Zum Beispiel wurden in Agbogbloshie Server der US-Regierung mit sensiblen Daten gefunden. Anscheinend hat kein Staatssekretär vorhergesehen, dass junge Afrikaner Staatsgeheimnisse durchkämmen werden. (Kichert) Aber das passiert. Niemand hat die Konsequenzen voll durchdacht.
In der nördlichen Welthalbkugel aussortiert, verschifft in den "Hinterhof" der Weltwirtschaft und dort frei für junge Männer zugänglich, teils auch Kindern, die dort unter hochtoxischen Verhältnissen arbeiten und die Elektrogeräte zur Metallgewinnung auseinandernehmen. Vor allem nach Kupfer suchen sie. Agbogbloshie ist ein großer Schrottplatz, auf dem die Menschen mit dem Schrott eine Symbiose eingehen.
Schrott spielt nicht nur an diesem realen Ort in Westafrika eine Rolle. Auch in der Literatur werden Schrottlandschaften beschrieben.
Trashlands
In dem Roman Trashlands der US-amerikanischen Autorin Alison Stine finden wir uns in einer ländlich abgelegenen Welt wieder. Einige zivilisatorische Selbstverständlichkeiten gehören der Vergangenheit an. Papiergeld hat an Wert verloren, Plastik ist die neue Währung. Alison Stine führt aus:
Tauschhandel ist das neue Währungssystem. An vielen Orten in den Trashlands akzeptieren sie Papiergeld nicht mehr. Mit Geldscheinen wird nicht mehr aufgrund der aufgedruckten Zahlen gerechnet, sondern sie erhalten allein die Größe und der Zustand des Materials (Papier) entscheidet über ihren Wert.
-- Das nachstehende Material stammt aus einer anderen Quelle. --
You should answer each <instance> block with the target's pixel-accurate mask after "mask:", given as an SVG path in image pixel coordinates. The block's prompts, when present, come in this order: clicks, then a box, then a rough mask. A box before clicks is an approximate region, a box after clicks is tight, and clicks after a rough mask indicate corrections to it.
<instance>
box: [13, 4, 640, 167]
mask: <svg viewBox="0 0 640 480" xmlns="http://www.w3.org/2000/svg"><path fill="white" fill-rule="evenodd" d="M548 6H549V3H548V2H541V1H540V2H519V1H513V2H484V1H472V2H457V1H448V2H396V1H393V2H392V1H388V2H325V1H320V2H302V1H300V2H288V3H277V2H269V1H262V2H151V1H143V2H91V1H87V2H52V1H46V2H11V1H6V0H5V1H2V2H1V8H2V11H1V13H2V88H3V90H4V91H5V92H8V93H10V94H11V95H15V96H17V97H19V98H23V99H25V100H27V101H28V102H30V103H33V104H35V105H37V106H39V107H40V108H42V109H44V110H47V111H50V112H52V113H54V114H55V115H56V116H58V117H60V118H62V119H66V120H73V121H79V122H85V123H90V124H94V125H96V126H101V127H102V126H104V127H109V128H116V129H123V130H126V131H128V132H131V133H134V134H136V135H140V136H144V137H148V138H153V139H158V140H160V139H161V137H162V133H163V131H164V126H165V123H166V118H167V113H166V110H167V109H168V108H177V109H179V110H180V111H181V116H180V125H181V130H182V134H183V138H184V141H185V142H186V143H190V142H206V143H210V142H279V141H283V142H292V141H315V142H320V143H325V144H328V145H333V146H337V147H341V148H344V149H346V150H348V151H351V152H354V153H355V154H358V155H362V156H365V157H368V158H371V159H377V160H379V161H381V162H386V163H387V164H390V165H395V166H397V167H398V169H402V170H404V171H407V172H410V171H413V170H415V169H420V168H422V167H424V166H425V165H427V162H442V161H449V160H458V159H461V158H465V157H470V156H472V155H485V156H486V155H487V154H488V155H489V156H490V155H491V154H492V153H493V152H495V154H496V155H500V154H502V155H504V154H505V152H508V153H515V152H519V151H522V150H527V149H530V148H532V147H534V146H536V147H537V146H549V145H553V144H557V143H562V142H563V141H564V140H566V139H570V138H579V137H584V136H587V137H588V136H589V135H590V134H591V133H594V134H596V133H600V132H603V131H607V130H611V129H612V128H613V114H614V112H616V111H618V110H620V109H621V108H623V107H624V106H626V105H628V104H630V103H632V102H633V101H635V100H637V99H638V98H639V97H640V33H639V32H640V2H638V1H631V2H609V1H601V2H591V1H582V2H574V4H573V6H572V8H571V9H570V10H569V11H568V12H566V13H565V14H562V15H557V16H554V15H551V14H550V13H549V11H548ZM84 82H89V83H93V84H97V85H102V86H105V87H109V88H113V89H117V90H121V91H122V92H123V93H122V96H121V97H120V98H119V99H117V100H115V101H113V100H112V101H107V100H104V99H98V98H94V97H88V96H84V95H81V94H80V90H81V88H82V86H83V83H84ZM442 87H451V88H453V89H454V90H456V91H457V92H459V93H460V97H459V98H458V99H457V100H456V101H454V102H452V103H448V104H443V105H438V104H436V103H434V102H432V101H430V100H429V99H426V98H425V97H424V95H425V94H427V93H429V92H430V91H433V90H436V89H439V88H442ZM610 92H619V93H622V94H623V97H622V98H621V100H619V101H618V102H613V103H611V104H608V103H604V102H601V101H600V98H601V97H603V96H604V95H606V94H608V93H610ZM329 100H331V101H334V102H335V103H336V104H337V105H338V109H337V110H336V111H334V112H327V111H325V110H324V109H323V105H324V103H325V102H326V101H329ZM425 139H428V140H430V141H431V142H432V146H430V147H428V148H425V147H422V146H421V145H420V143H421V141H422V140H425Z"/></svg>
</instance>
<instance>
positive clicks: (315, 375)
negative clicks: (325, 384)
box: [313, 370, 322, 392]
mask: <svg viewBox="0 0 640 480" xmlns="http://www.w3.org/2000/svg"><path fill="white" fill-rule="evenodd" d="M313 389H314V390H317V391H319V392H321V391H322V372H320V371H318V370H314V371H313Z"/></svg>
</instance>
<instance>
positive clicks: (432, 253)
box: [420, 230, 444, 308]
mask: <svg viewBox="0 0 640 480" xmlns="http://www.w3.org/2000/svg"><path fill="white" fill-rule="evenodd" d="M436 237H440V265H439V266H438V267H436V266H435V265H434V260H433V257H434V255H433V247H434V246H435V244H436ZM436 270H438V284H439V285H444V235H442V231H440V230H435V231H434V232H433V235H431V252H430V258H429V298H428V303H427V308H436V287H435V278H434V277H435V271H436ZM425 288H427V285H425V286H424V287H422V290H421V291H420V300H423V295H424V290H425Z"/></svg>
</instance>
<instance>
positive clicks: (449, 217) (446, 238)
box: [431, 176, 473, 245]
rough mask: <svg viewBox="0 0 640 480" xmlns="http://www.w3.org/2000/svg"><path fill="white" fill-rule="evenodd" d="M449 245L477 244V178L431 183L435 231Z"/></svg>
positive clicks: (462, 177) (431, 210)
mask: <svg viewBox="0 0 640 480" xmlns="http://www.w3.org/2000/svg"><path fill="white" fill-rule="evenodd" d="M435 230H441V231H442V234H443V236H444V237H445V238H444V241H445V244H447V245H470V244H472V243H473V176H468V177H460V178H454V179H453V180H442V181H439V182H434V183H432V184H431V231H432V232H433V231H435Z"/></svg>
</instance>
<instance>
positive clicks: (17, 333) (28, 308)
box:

In ihrem Roman entwickelt Alison Stine das post-apokalyptische Bild einer armen Region: Einige Verhaltensweisen sind auf die schlechte Infrastruktur zurückzuführen. Ihr ist klar, dass dies Fiktion und keine Realität ist. Dennoch ist sie überzeugt, dass in dieser Fiktion vielleicht mehr Wahrheit als in einer nüchternen Bestandsaufnahme enthalten ist.
Am anderen Ende der Welt, und zwar in China, schildert Qiufan Chen, der derzeit in Schanghai lebt, in seinem Roman The Waste Tide (Die Siliziuminsel auf Deutsch) die Peripherie einer Großstadt.
Der ins Deutsche übersetzte Titel verweist natürlich auf das Silicon Valley in Kalifornien und eröffnet weitere Dimensionen des Schrott- und Archiv-Themas. Die Masse an digitalen Daten, die Kaufwut im Onlinehandel, ein Retourensystem mit Erhöhung des Verpackungsmülls, Arbeitsverhältnisse bei den Transportunternehmen und eine allgemeine Steigerung der Konsumblase.
Der Second-Hand-Aspekt kommt bei den Prothesen der Bewohner zum Tragen – sie erweitern künstlich ihre Körper.